Баба Даша, по недогляду не убитая в лагере жена врага народа, с умильнейшим выражением лица (ну как же! дружные разговоры за столом! гости в доме!) спешно вставляла трясущейся дряблой ручкой в веснушках выпавшую из уха слуховую машинку, никак не могла понять в чем сыр-бор и доверчиво переспрашивала:

– Как-как? Еще раз повторите, пожалуйста!

– Не надо, мам, вот только «за Сталина», выигравшего войну исключительно заградотрядами и штрафбатами и сознательно угробившего миллионы напрасных жертв. Мы же с тобой договорились! – мучительно бордовея, начиная с ушей, учтиво скрежетал зубами Дьюрька, смотря на тарелку и скашивая рот вбок к матери как будто в улыбке, чтобы бабушка не прочитала по губам.

Но Дьюрькина мать спускала все замечания мимо ушей – и продолжала рассказывать про гениальные победы Сталина, почему-то с вызовом поглядывая через стол на семнадцатилетнего фрица Густля – как на попавшего в засаду клопа.
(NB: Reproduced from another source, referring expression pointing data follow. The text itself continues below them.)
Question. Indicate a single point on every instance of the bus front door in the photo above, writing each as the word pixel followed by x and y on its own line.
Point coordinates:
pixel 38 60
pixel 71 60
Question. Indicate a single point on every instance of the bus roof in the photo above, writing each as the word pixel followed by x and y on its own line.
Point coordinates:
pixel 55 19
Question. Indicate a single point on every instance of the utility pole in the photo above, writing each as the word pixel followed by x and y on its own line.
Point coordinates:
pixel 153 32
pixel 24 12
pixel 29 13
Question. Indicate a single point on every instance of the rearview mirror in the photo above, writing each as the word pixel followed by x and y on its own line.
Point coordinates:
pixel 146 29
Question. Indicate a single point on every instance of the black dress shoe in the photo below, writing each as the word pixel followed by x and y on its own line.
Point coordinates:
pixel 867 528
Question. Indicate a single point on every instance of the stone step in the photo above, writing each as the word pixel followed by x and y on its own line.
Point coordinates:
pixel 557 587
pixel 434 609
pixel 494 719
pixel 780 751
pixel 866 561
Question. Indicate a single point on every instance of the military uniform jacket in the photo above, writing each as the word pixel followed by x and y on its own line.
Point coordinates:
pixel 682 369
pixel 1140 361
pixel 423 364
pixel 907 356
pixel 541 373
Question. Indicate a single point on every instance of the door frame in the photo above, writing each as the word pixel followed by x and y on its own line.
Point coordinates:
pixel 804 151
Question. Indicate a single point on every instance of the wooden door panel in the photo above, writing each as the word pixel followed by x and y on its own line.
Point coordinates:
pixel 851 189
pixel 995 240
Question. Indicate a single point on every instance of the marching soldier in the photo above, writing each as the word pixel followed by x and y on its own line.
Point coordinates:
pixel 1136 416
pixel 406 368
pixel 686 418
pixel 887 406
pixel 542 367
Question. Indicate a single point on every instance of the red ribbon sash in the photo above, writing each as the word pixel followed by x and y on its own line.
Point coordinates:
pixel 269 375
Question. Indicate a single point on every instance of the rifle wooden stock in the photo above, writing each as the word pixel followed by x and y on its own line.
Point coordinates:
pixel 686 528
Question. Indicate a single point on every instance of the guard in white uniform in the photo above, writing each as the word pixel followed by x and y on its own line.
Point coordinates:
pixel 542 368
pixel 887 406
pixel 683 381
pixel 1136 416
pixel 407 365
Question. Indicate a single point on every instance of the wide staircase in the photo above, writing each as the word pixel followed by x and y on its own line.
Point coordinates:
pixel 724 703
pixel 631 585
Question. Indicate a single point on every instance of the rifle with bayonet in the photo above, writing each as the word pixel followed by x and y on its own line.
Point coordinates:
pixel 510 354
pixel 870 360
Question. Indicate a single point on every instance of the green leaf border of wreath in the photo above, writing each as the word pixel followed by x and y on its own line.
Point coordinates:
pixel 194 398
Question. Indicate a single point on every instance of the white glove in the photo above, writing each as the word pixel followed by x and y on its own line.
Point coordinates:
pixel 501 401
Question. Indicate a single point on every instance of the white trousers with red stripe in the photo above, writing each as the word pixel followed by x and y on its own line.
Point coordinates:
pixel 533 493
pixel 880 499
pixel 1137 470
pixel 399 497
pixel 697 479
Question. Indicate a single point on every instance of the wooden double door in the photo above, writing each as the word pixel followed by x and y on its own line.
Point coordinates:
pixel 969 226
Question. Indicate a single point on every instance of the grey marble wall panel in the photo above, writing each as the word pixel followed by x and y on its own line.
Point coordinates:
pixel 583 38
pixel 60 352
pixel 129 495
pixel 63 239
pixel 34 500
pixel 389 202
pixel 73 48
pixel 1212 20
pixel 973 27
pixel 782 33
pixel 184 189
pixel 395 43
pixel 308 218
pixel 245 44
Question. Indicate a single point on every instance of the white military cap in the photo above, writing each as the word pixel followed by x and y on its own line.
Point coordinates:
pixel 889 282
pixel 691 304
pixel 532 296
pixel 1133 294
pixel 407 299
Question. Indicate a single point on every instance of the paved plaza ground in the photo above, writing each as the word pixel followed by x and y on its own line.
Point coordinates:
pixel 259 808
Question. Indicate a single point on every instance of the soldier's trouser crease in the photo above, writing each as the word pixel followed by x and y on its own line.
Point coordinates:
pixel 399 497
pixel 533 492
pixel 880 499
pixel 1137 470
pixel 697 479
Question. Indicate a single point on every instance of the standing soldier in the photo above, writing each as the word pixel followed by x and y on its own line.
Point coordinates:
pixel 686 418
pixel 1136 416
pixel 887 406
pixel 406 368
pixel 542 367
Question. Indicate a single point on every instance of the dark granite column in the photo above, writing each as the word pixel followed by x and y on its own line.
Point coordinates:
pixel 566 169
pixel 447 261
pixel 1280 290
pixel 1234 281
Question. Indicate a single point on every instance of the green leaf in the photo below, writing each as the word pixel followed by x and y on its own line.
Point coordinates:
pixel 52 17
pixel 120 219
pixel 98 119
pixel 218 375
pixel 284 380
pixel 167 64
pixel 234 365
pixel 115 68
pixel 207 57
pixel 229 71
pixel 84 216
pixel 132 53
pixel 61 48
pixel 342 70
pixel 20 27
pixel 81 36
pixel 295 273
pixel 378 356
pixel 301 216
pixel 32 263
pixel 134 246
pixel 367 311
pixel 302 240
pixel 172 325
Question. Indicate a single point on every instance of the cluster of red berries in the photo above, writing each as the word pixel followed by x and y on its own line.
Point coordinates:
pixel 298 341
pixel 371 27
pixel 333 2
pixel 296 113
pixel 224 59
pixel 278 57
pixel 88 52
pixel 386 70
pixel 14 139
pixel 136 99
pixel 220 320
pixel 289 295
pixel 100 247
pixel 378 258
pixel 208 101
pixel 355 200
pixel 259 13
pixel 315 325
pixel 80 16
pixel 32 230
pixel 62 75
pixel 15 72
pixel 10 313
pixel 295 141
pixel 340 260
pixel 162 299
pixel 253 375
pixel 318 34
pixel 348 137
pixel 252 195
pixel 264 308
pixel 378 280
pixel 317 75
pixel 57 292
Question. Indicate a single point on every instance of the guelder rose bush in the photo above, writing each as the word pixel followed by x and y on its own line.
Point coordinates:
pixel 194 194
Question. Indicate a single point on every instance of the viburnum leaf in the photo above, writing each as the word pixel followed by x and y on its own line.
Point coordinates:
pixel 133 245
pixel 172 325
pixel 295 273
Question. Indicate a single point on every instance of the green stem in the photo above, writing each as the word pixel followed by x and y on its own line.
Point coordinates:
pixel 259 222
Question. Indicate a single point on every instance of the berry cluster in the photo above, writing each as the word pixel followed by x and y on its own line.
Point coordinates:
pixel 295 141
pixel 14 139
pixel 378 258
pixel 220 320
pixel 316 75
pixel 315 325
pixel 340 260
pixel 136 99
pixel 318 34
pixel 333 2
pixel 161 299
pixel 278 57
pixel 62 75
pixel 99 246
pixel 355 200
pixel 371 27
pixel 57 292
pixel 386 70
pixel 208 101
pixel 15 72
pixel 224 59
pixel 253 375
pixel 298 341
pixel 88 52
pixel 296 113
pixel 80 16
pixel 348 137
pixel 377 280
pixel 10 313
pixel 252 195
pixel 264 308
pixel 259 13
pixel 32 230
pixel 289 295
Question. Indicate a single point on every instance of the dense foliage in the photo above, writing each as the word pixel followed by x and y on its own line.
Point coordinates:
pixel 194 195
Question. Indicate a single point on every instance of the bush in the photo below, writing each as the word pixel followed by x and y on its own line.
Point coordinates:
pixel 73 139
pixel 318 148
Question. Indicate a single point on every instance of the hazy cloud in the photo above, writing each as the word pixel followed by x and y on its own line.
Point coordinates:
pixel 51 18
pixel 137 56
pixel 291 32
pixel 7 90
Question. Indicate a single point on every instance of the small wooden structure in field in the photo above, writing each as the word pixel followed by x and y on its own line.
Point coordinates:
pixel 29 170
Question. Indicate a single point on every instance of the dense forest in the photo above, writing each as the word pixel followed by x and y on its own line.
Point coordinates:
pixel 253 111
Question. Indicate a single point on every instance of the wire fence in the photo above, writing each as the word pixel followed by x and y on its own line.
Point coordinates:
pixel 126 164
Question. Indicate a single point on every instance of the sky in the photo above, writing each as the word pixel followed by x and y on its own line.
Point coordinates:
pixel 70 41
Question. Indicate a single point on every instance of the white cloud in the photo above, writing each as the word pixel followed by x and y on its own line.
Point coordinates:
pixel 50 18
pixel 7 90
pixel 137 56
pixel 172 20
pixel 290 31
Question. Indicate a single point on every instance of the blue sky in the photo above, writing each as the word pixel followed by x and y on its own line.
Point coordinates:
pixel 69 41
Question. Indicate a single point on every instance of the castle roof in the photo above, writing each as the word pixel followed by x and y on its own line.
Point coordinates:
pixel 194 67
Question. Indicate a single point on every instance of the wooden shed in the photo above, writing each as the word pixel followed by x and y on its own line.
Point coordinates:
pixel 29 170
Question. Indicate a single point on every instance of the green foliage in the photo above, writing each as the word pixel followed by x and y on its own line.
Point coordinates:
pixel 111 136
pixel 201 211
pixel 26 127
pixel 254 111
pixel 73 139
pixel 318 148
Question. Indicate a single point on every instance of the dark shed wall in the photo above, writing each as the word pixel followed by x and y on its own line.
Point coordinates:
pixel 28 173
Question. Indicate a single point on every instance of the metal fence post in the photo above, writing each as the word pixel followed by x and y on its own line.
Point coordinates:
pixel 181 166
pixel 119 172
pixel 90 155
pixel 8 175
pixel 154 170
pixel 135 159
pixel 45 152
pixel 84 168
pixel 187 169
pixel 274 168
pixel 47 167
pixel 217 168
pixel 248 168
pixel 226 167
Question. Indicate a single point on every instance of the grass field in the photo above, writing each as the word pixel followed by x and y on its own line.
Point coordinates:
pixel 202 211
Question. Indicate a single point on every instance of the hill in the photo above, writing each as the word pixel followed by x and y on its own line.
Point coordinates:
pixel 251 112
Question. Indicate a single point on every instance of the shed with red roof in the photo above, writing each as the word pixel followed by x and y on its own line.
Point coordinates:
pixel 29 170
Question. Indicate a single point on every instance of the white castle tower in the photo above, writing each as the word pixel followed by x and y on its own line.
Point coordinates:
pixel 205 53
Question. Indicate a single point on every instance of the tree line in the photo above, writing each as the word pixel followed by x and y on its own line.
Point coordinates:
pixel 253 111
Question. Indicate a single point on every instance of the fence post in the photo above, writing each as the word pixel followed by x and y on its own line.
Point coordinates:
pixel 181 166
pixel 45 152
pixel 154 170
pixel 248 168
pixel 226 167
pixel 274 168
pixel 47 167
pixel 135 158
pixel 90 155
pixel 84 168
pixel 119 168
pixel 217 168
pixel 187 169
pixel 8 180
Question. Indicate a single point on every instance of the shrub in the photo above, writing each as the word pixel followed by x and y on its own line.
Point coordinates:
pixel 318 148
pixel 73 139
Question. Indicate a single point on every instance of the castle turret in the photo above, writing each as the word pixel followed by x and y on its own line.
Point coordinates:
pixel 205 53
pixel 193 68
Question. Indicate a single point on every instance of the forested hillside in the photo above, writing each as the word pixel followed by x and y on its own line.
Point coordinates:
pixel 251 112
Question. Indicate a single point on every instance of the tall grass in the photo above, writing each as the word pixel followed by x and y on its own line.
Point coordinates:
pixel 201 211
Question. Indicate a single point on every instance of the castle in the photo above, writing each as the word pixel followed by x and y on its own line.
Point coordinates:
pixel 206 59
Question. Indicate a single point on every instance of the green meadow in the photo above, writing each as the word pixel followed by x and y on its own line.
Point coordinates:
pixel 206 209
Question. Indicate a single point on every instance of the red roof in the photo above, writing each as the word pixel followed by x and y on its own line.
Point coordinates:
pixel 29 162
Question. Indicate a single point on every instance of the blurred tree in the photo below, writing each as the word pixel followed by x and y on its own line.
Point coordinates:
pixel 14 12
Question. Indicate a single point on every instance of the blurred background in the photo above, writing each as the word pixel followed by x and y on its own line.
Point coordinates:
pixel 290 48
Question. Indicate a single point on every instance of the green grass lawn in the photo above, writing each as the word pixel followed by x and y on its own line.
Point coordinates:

Сейчас, мол, мы его советской икрой-то накормим, советским шампанским напоим, и…

Гуcтл, впрочем (которому Дьюрька переводил тосты матери лишь выборочно), совершенно натурально, искренне радовался такой славной возможности справить годовщину окончания второй мировой (тем более – под икорку) – и без всякой задней мысли, в перерывах между бутербродами, деловито чистил свои ногти и важно почесывал живот.

Бордовый, до крайней степени ярости доведенный Дьюрька, уже затягивавший, на зло матери: «Уньён унцерштёртбарэ!» – поспешно увел и Елену, и Густля из дома гулять в безбрежные цветущие яблоневые сады на канале рядом с домом.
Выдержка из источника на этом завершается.